Using Machine Learning to Detect Malicious URLs

This is a write-up of an experiment employing a machine learning model to identify malicious URLs. The author provides a link to the code for you to try yourself.



By Faizan Ahmad, CEO Fsecurify.

Header

With the growth of Machine Learning in the past few years, many tasks are being done with the help of machine learning algorithms. Unfortunately or fortunately, there has been little work done on security with machine learning algorithms. So I thought of presenting some at Fsecurify.

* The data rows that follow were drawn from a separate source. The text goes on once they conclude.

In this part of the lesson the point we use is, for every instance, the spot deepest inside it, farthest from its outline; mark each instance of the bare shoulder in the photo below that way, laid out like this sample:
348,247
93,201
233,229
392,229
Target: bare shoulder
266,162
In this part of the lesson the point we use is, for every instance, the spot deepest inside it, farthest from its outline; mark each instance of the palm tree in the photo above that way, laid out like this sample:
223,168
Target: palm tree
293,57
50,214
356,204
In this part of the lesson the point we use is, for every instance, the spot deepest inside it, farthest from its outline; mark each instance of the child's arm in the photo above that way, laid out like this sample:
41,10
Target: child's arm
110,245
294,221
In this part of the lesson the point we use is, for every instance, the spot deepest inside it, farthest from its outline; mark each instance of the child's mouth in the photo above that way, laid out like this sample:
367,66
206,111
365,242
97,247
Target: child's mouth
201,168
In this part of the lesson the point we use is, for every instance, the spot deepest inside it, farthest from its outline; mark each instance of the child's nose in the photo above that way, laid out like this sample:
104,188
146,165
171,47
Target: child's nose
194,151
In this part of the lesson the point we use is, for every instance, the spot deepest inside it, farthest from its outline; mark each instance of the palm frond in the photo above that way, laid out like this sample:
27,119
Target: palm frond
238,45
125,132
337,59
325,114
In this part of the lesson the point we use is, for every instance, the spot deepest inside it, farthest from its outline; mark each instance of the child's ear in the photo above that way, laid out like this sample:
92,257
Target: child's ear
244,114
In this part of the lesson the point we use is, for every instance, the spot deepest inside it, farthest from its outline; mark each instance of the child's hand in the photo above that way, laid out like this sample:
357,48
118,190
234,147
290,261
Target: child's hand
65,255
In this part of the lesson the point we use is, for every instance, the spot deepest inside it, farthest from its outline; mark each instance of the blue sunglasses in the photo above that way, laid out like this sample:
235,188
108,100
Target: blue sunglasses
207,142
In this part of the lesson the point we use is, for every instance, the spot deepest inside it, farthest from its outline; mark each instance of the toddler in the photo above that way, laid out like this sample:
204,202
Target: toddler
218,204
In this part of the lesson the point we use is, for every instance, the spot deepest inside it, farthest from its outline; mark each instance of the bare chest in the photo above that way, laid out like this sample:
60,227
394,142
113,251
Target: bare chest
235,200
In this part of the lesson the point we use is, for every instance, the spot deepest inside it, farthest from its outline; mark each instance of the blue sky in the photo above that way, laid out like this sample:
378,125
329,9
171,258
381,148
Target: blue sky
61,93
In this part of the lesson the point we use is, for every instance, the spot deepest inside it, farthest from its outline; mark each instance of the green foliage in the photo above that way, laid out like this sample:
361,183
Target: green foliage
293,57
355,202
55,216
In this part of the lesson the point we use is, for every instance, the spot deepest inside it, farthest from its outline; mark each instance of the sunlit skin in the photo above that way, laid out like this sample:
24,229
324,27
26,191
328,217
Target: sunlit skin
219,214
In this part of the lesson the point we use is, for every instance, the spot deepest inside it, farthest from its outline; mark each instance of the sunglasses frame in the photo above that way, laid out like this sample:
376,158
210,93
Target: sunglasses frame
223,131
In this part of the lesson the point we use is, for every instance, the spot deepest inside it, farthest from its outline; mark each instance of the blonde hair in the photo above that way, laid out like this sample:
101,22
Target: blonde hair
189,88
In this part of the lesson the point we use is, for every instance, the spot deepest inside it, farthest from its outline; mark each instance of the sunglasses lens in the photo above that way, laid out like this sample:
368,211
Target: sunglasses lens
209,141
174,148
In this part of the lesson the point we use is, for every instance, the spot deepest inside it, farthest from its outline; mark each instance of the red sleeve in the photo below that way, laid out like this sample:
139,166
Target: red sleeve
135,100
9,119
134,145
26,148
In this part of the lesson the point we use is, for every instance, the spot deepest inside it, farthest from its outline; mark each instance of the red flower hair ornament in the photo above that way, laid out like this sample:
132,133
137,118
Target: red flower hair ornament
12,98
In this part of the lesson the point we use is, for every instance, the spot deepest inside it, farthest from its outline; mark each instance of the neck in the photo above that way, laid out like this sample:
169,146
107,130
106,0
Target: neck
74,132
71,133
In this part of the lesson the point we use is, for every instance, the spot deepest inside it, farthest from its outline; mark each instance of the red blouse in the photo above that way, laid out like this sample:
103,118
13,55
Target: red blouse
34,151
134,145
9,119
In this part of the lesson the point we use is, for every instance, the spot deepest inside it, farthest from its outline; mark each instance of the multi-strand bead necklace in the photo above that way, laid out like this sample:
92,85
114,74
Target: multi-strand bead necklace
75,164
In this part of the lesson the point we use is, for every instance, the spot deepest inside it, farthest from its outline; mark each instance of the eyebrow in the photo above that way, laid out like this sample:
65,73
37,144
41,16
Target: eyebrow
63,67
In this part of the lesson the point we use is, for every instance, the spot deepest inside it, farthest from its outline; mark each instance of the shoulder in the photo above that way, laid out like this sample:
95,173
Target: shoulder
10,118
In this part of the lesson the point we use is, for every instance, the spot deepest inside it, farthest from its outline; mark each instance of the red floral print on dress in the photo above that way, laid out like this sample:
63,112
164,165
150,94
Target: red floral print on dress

A few days ago, I had this idea about what if we could detect a malicious URL from a non-malicious URL using some machine learning algorithm. There has been some research done on the topic so I thought that I should give it a go and implement something from scratch. So let's start.

Gathering Data

The first task was gathering data. I did some surfing and found some websites offering malicious links. I set up a little crawler and crawled a lot of malicious links from various websites. The next task was finding clear URLs. Fortunately, I did not have to crawl any. There was a data set available. Don’t worry if I am not mentioning the sources of the data. You’ll get the data at the end of this post.

So, I gathered around 400,000 URLs out of which around 80,000 were malicious and others were clean. There we have it, our data set. Let's move next.

Analysis

We’ll be using Logistic Regression since it is fast. The first part was tokenizing the URLs. I wrote my own tokenizer function for this since URLs are not like some other document text.


The next step is to load the data and store it into a list.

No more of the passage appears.